Behind the shrubberies, which lay at the back of the holly hedge that surrounded the little enclosed garden outside the library, beyond the. end of the battlements, and reached by a disused footpath, a great tree stood upon the edge of the steep hillside and thrust its sweeping branches over the void.

Its trunk was grey and moss-grown; moss carpeted the ground between its protruding roots, but the bracken and heather held back, and left a half-circle beneath it, untenanted by their kind. It would seem that all vegetation fears to venture beneath the shade of the beech; and for the most part it stands solitary, shunned by other growing things except moss, which creeps undaunted where its more vigorous brothers lack the courage to establish themselves.

Here came Juliet that morning.

A week ago, David Southern had shown her the path to the tree. It had been a favourite haunt of his when he was a boy, he told her. It was a private chamber to which he resorted on the rare occasions when he was disposed to solitude; when something had gone wrong with his world he had been used to retire there with his dog, or, more seldom, a book. There he had been accustomed to lie, his back supported by the tree, and hold forth to the dog upon the troubles and difficulties of life and the general crookedness of things; or, if a book were his companion, he would gaze out, between the pages, at distant Crianan clinging faintly to the knees of Ben Ghusy, and watch the swift change of passing cloud and hanging curtain of mist upon the faces of the hills and loch.
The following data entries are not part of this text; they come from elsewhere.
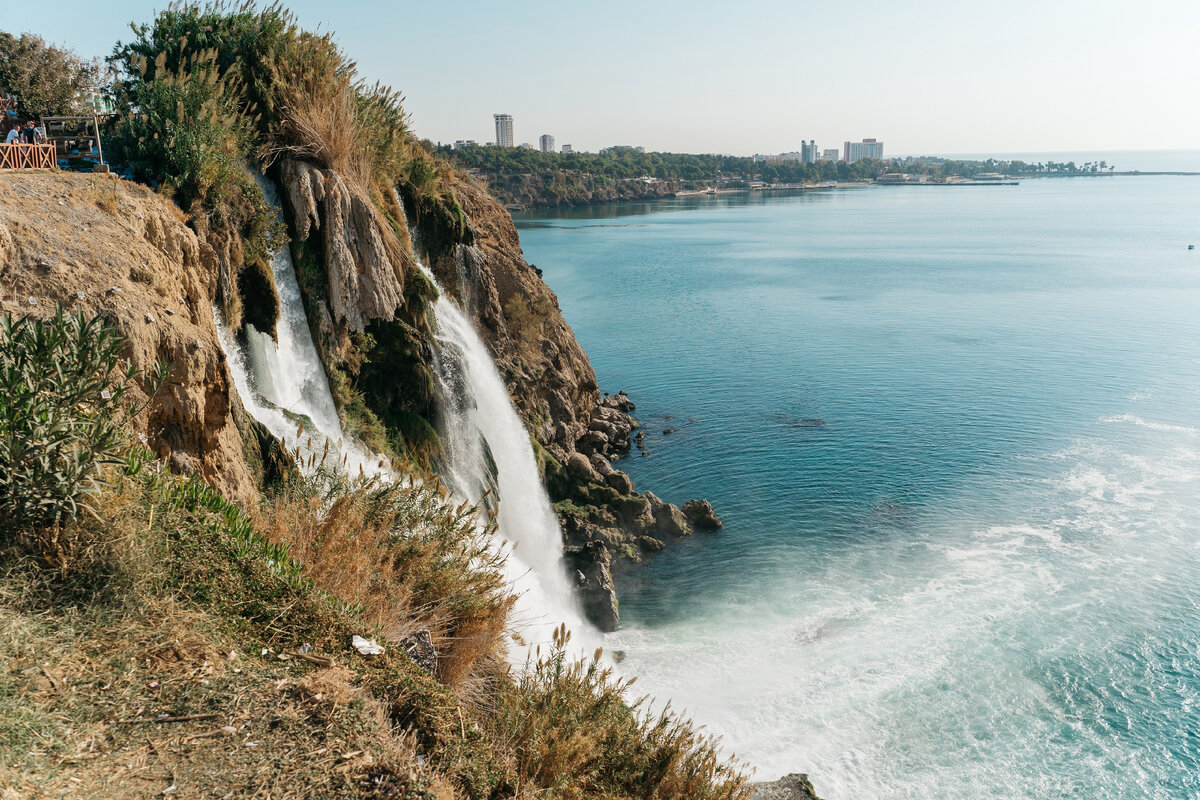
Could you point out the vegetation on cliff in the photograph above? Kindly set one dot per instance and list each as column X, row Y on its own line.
column 207, row 91
column 46, row 79
column 171, row 638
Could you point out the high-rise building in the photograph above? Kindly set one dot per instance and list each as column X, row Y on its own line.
column 503, row 130
column 864, row 149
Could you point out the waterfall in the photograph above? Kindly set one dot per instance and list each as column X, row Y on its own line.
column 489, row 458
column 487, row 447
column 282, row 382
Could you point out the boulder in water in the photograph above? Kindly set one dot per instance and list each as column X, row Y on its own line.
column 601, row 465
column 580, row 468
column 619, row 481
column 790, row 787
column 701, row 515
column 669, row 519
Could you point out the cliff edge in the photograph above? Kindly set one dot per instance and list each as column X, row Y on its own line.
column 117, row 248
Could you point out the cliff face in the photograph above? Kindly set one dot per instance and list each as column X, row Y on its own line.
column 549, row 374
column 580, row 432
column 113, row 247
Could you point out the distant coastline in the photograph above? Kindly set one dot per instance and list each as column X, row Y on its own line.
column 525, row 179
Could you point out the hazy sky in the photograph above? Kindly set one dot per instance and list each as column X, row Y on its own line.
column 756, row 76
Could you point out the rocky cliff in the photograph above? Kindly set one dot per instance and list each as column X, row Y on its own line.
column 113, row 247
column 579, row 432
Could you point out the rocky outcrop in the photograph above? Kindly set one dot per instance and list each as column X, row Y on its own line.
column 365, row 262
column 701, row 515
column 581, row 433
column 112, row 247
column 550, row 377
column 790, row 787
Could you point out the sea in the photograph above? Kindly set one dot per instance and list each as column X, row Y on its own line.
column 954, row 437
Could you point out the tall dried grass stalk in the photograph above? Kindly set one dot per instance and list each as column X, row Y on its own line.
column 408, row 560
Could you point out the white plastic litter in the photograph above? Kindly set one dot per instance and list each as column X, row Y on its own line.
column 366, row 647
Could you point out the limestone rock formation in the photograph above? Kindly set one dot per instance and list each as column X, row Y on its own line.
column 365, row 262
column 113, row 247
column 790, row 787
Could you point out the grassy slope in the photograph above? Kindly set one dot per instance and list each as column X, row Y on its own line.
column 168, row 602
column 178, row 611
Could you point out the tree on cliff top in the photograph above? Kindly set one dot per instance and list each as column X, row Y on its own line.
column 46, row 79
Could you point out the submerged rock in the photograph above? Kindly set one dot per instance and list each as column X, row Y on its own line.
column 790, row 787
column 651, row 545
column 580, row 468
column 593, row 581
column 701, row 515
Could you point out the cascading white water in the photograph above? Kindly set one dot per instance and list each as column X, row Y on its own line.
column 282, row 380
column 481, row 431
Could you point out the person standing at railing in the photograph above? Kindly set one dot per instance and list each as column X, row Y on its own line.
column 30, row 134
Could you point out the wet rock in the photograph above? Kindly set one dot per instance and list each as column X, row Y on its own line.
column 601, row 464
column 601, row 516
column 669, row 519
column 619, row 401
column 701, row 515
column 790, row 787
column 619, row 481
column 593, row 441
column 649, row 543
column 593, row 581
column 580, row 468
column 419, row 648
column 631, row 507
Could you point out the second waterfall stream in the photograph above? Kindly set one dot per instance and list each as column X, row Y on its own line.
column 282, row 384
column 486, row 446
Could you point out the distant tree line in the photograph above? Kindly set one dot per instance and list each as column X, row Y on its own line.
column 550, row 179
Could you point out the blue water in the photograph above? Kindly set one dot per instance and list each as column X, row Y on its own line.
column 954, row 434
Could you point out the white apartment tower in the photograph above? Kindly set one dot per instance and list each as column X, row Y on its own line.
column 864, row 149
column 503, row 130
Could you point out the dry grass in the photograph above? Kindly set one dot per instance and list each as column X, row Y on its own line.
column 574, row 735
column 408, row 561
column 323, row 113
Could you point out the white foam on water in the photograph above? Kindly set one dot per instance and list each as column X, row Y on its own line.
column 979, row 669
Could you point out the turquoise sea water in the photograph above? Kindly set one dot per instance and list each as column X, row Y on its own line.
column 954, row 434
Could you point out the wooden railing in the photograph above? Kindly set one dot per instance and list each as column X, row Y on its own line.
column 28, row 156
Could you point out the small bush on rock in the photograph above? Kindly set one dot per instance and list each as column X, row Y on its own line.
column 63, row 383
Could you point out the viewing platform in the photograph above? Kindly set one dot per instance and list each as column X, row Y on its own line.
column 28, row 156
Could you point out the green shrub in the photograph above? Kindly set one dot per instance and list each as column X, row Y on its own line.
column 575, row 735
column 63, row 383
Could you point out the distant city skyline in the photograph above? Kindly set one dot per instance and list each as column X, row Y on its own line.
column 927, row 77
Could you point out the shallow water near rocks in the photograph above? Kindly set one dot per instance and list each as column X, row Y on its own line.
column 954, row 434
It had been a place all his own; secret from every one, even from Mark, his companion during all those holidays that he had spent at Inverashiel. Somehow, David told Juliet--and it was a confidence he had seldom before imparted to anyone--he had never quite managed to hit it off with Mark. He couldn't say why, exactly. No doubt it was his own fault; but there was no accounting for one's likes and dislikes.

And with quick regret at having betrayed his carefully suppressed feelings in regard to his cousin, David had laughed apologetically, and spoken of other things.

Here, then, just as the steamer Rob Roy was drawing close to the wooden landing-stage at the edge of the loch, with Julia Romaninov still standing in the bows; here, because she had once been to this place with him, because without her he had so often sat upon these mossy roots, came Juliet to dream of her love.